Rules
A Rule is a piece of standing guidance you write that shapes how an AI Assistant interprets findings. Rules do not change what data the assistant collects — tasks still run the same way — but they change what the assistant treats as noise, what it treats as signal, and how it phrases the result.
Rules are RunWhen’s primary mechanism for moving an assistant from “generic infrastructure expert” to “engineer who understands your environment.”
Why Rules exist
Telemetry is uniform; environments are not. The same Kubernetes event can mean very different things in different places:
- A
NodePressurewarning is a routine cost-saving signal in a spot-instance lab cluster, but a paging-worthy event in a customer-facing region. Back-off restarting failed containeris normal during a planned rollout but actionable any other time.- Flux reconciliation drift is interesting in production and uninteresting in a sandbox where developers push frequently.
Without Rules, an assistant has to either flag every finding (overwhelming) or guess at relevance (incorrect). Rules let your team encode “here, this means X” in plain language, once.
What Rules can shape
Three families of behavior change cleanly with Rules:
| Behavior | Example rule intent |
|---|---|
| De-noise | Acknowledge expected events (lab preempts, scheduled maintenance, known transient errors) and deprioritize them in responses. |
| Re-prioritize | Tell the assistant which categories of finding to lead with — for instance, application-layer issues over infrastructure noise in a developer-facing namespace. |
| Reframe | Adjust how the assistant phrases findings — for example, always pair an OOMKilled finding with the team’s rollback procedure, or always cite the on-call runbook for database-connection issues. |
A Rule does not control which tasks run (that is the assistant’s confidence thresholds — see AI Assistants) or what procedures users invoke (those are Commands).
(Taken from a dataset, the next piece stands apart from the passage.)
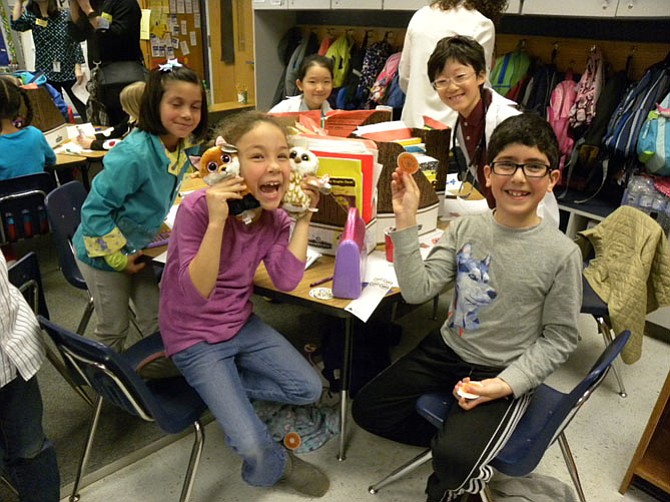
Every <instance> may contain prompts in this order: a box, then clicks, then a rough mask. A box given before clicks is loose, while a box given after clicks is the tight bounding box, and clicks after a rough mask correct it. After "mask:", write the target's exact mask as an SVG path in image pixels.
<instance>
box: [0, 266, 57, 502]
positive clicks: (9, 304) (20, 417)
mask: <svg viewBox="0 0 670 502" xmlns="http://www.w3.org/2000/svg"><path fill="white" fill-rule="evenodd" d="M43 360H44V346H43V345H42V332H41V331H40V326H39V324H38V323H37V319H35V314H33V311H32V310H31V309H30V307H29V306H28V303H27V302H26V300H25V299H24V298H23V295H22V294H21V292H20V291H19V290H18V289H17V288H15V287H14V286H13V285H12V284H11V283H10V282H9V277H8V274H7V262H6V261H5V258H4V257H3V256H2V253H0V471H2V472H5V473H7V474H8V475H9V477H10V480H11V482H12V484H13V486H14V488H16V490H17V491H18V492H19V498H20V499H21V500H23V501H40V502H58V500H59V499H60V474H59V473H58V463H57V461H56V451H55V450H54V446H53V444H52V443H51V441H49V440H48V439H47V438H46V436H45V435H44V431H43V430H42V397H41V395H40V388H39V386H38V385H37V375H36V374H37V370H39V368H40V366H41V365H42V361H43Z"/></svg>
Scope: who a Rule applies to
Rules attach to a scope in the workspace’s hierarchy. Three scope levels matter conceptually:
- Workspace-wide — applies whenever any assistant in the workspace investigates anything. Use for environment-wide truths (“this cluster runs on spot instances”).
- Per-assistant — applies only when a specific assistant (e.g., a conservative auto-responder) is the one investigating. Use to give different personas different interpretive lenses without forking your task library.
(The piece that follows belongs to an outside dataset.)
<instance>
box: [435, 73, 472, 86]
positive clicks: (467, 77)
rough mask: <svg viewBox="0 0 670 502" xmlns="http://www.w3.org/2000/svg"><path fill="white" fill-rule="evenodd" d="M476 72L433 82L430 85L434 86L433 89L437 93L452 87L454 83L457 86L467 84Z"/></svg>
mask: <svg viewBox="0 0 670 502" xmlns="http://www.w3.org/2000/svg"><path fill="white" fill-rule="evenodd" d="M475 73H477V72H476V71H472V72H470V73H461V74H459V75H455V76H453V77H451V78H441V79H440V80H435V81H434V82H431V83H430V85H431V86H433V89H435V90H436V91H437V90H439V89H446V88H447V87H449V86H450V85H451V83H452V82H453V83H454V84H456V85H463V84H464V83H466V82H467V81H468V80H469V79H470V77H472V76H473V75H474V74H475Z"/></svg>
- Per-user — applies when a specific user is interacting. Use sparingly: this is mainly for individual preference tuning, not core operational truth.
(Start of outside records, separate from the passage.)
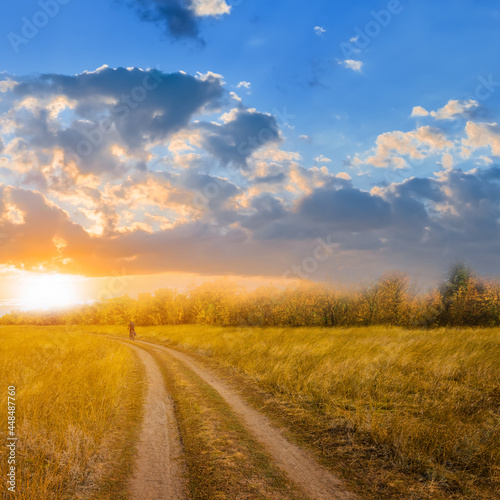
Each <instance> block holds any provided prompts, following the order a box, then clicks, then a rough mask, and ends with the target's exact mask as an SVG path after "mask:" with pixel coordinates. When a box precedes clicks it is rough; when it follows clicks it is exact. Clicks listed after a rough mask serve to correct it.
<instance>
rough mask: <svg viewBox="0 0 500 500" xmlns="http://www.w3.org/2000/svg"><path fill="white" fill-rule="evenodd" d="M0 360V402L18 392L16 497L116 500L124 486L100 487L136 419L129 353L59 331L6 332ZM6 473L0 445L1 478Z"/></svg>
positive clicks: (67, 332)
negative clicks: (10, 390) (10, 386)
mask: <svg viewBox="0 0 500 500" xmlns="http://www.w3.org/2000/svg"><path fill="white" fill-rule="evenodd" d="M0 360H1V363H0V380H1V381H2V384H1V387H0V390H1V391H2V398H1V399H2V401H4V403H5V400H6V397H7V387H8V386H15V387H16V388H17V395H16V409H17V412H16V418H17V437H18V441H17V443H18V448H17V494H16V498H19V499H34V498H36V499H52V498H53V499H64V498H91V497H95V498H122V497H123V496H124V495H125V493H124V489H123V488H122V487H120V486H118V487H116V485H114V486H113V487H112V489H114V490H115V494H111V493H105V492H104V489H105V487H108V488H109V487H110V485H111V484H112V483H113V481H114V479H116V478H119V477H120V474H121V472H120V468H121V467H126V463H125V462H126V461H127V460H129V459H130V457H127V453H126V452H124V447H125V444H126V443H125V441H126V440H127V439H128V438H130V439H131V438H132V436H131V435H128V434H127V432H129V433H130V432H132V434H133V432H134V431H131V429H130V426H131V425H132V424H133V422H135V421H136V420H137V418H138V416H140V415H139V406H138V405H140V390H139V385H138V383H137V382H138V377H139V372H138V368H137V366H136V361H135V358H134V356H133V354H132V353H131V352H130V351H129V349H127V348H126V347H125V346H123V345H120V344H118V343H116V342H110V341H107V340H104V339H101V338H96V337H92V336H88V335H82V334H80V333H74V332H71V331H65V329H64V328H33V327H8V328H7V327H4V328H1V329H0ZM2 408H4V409H5V410H4V411H5V418H4V421H6V416H7V414H6V412H7V410H6V404H3V405H2ZM124 417H126V419H127V420H128V422H125V421H124ZM6 430H7V429H6V425H2V426H0V439H1V440H2V442H3V443H6V437H7V436H6ZM127 436H128V437H127ZM127 446H128V445H127ZM6 467H7V460H6V457H5V447H3V446H2V450H1V458H0V474H1V475H2V477H6V474H7V469H6ZM122 472H123V471H122ZM122 479H123V478H122Z"/></svg>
Scope answers “when does this guidance fire?”. Use the narrowest scope that still covers the cases you need.
Where Rules sit in operational context
Rules are one of three levers your team uses to make an assistant feel like it belongs in your environment. The three levers are conceptually distinct:
| Lever | Shapes | Example |
|---|---|---|
| Rules | Interpretation of findings | ”Treat node-pressure events in lab-* clusters as background.” |
| Commands | Procedure — repeatable investigation flows | /investigate-namespace runs the same set of checks every time. |
| Knowledge | Context — narrative facts telemetry cannot supply | ”The payments team owns checkoutservice; on-call is paged via #pay-oncall.” |
The Building Operational Context guide shows how to combine all three over time.
Anti-patterns
- Encoding investigation steps inside a Rule. That belongs in a Command.
- Encoding ownership/architecture facts inside a Rule. That belongs in a Knowledge note.
- Writing many narrowly-scoped per-user Rules instead of fixing the underlying noisy signal. Rules are interpretive, not a way to silence broken health checks.
Where to use this in the UI
For the in-product workflow — creating, editing, scoping Rules in the UI — see Use → Workspace Studio → Rules.